Freshmen may be first-year

Two committees looking for ways to improve the freshman experience will recommend that the College change the name of the Freshmen Office to the Office of First-Year Students.

The Intellectual Life and Orientation sub-committees of the Committee on the First-Year Experience will suggest the change in a report they plan to release at the end of the term.

"It looks that parts of the Committee on the First-Year Experience will recommend the change," Dean of Freshmen Peter Goldsmith said.

Goldsmith chairs the Orientation sub-committee and is a member of the Intellectual Life sub-committee.

The First-Year Committee, chaired by Dean of the College Lee Pelton, is also considering creating freshmen residence halls.

Goldsmith said the potential name change is a result of changing times and changing attitudes but is not a response to an overwhelming campus-wide concern. "It is not coming out of a sense of absolute necessity," he said.

"There is a lot in a name," Goldsmith said. "There are reasons why names change over time. More often we refer to adult females as women rather than girls."

"The term 'freshman' connotates images of maleness, where males fulfill certain roles more naturally than women," Goldsmith said.

"My sense of the growing consensus is that we would be better served by a term which would not in any way carry gender-specific connotations," Goldsmith said.
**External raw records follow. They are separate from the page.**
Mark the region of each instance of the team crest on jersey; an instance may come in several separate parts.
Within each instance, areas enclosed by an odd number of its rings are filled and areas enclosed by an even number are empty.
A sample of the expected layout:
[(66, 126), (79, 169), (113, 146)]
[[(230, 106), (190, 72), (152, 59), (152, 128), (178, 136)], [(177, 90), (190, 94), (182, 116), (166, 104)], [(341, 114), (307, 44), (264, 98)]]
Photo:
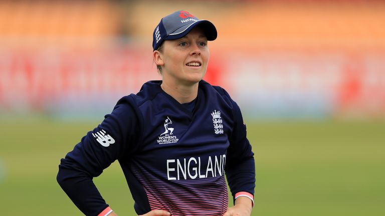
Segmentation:
[(104, 147), (108, 147), (110, 144), (115, 143), (115, 140), (109, 134), (106, 134), (104, 130), (101, 130), (96, 134), (92, 133), (92, 136), (96, 138), (96, 141)]
[(221, 118), (221, 111), (215, 110), (211, 113), (213, 116), (213, 124), (214, 125), (214, 132), (215, 134), (223, 134), (223, 124), (222, 118)]
[(179, 139), (176, 136), (174, 136), (173, 133), (174, 128), (170, 126), (172, 124), (172, 121), (168, 116), (167, 116), (167, 118), (164, 120), (164, 124), (163, 124), (164, 132), (158, 136), (157, 141), (158, 144), (170, 144), (177, 142)]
"The same arguments and same issues as [The Dartmouth Outing Club's] Freshman trips being changed to DOC Trips are being made," Goldsmith said.

Goldsmith said making the name change could be complicated by the changes that would occur in the titles of employees in the Dean of Freshmen Office and wherever else freshmen is referred to by the College. Courses called Freshmen Seminars might have to be changed in name as well, he said.

Ryan Carey '96, a member of the Intellectual Life sub-committee, said the change is not large and would help boost the College's image.

"We felt that it is such a minor change and would affect no one," he said. "The change would be something that might help the general atmosphere at Dartmouth. It would make it seem more open and there would be one less term that could be deemed offensive."

The First-Year Committee consists of three sub-committees: intellectual life, orientation and residential life.

The Orientation sub-committee will most likely make a similar recommendation. "The consensus has not been reached formally, but it is likely," Meghan Dunleavy '94, a member of the sub-committee, said.

Dunleavy said the change "is something that has been championed by Peter Goldsmith," and is something she believes in as well.

"We call them first-year students when we address them, why don't we just change the name officially?" she said.

Goldsmith said he is uncertain which administrator will have the authority to implement the recommendations made by the committees.

Pelton was out of town and could not be reached for comment.